Locks and keys are the usual suspects of most security problems even if we're talking about French doors. Installed to add a nice French style at homes and facilitate movement, French doors are often installed in porches and balconies. In other words, just like regular external doors they're exposed to climate fluctuations and may not lock properly. Before you start disassembling the security locks when problems strike, take a minute to consider whether the latch is not aligned due to other problems. It's not always the lock's fault.
In some cases, the French doors won't lock if the material of the door is warped or the door sags. Since most French doors are made of wood, the material would warp after several years and due to lack of treatment. The hinges ensure that the door is aligned and doesn't bind might get loose or too tightened. If the door doesn't close well, it won't lock well either. So, before you even consider lock change or repairs, make sure what causes the problem.
Regular French door lock repair would include the alignment and lubrication of the bolt. The doors will sag even if the door knobs are loose. In this case, you just have to tighten their screws. If they're not loose but the lock sticks, you would have to remove the door knobs. Remove the screws from each side of the door pulling out the shaft connecting the two door knobs, too. Use canned air to remove debris and dust and lubricate the security door lock mechanism.

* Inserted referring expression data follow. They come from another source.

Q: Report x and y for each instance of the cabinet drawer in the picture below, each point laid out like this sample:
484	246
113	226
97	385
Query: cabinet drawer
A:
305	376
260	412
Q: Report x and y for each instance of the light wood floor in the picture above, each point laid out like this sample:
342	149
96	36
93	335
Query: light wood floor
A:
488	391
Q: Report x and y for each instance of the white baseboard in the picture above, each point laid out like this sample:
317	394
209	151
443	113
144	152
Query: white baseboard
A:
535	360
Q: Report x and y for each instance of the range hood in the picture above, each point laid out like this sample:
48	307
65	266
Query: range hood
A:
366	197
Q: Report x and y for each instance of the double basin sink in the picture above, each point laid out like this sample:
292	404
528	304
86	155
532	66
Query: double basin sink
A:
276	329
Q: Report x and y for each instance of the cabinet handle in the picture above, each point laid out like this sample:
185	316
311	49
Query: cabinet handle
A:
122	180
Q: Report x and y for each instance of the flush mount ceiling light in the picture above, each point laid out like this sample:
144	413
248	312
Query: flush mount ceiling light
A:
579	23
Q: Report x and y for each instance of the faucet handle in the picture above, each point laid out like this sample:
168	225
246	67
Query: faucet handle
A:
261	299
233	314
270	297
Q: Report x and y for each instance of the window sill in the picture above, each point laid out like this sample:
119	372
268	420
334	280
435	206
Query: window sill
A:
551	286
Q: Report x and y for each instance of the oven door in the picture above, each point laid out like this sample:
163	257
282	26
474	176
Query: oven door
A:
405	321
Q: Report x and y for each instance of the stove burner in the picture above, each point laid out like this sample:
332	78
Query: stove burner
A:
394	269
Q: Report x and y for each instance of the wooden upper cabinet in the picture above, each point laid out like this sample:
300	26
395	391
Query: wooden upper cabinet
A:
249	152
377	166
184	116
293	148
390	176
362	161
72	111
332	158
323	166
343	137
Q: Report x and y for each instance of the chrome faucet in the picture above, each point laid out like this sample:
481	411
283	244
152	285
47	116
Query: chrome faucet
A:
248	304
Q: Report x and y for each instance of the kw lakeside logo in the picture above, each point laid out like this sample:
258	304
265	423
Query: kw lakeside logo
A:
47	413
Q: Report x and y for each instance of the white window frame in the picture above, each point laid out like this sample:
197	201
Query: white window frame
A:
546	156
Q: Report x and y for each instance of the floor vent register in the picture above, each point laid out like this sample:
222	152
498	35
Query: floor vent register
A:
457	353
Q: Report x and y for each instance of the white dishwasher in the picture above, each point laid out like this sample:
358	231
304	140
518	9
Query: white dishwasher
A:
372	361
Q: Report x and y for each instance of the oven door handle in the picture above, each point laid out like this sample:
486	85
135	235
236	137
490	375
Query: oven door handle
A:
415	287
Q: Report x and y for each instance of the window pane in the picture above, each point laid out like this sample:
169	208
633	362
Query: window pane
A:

French door latches provide extra security but since they consist of a number of parts, they need good maintenance, too. French doors often have barrel bolts acting as latches at the top and bottom part of the door, which remains stationary as the other one is used for daily traffic. You must make sure the latches are aligned with the hole at the header and floor. Sometimes, alignment problems begin with poor lock installation. If the bolt does not meet the hole at the top or bottom, you might have to remove the mortice plate and place it at the exact position for proper alignment with the bolt. You probably won't have to move it far enough. It should suffice to use a chisel to enlarge the mortice just enough to move the plate a bit farther away from its current position. When you test French door locks, avoid using force. If damage is inflicted, you will need to get new locks.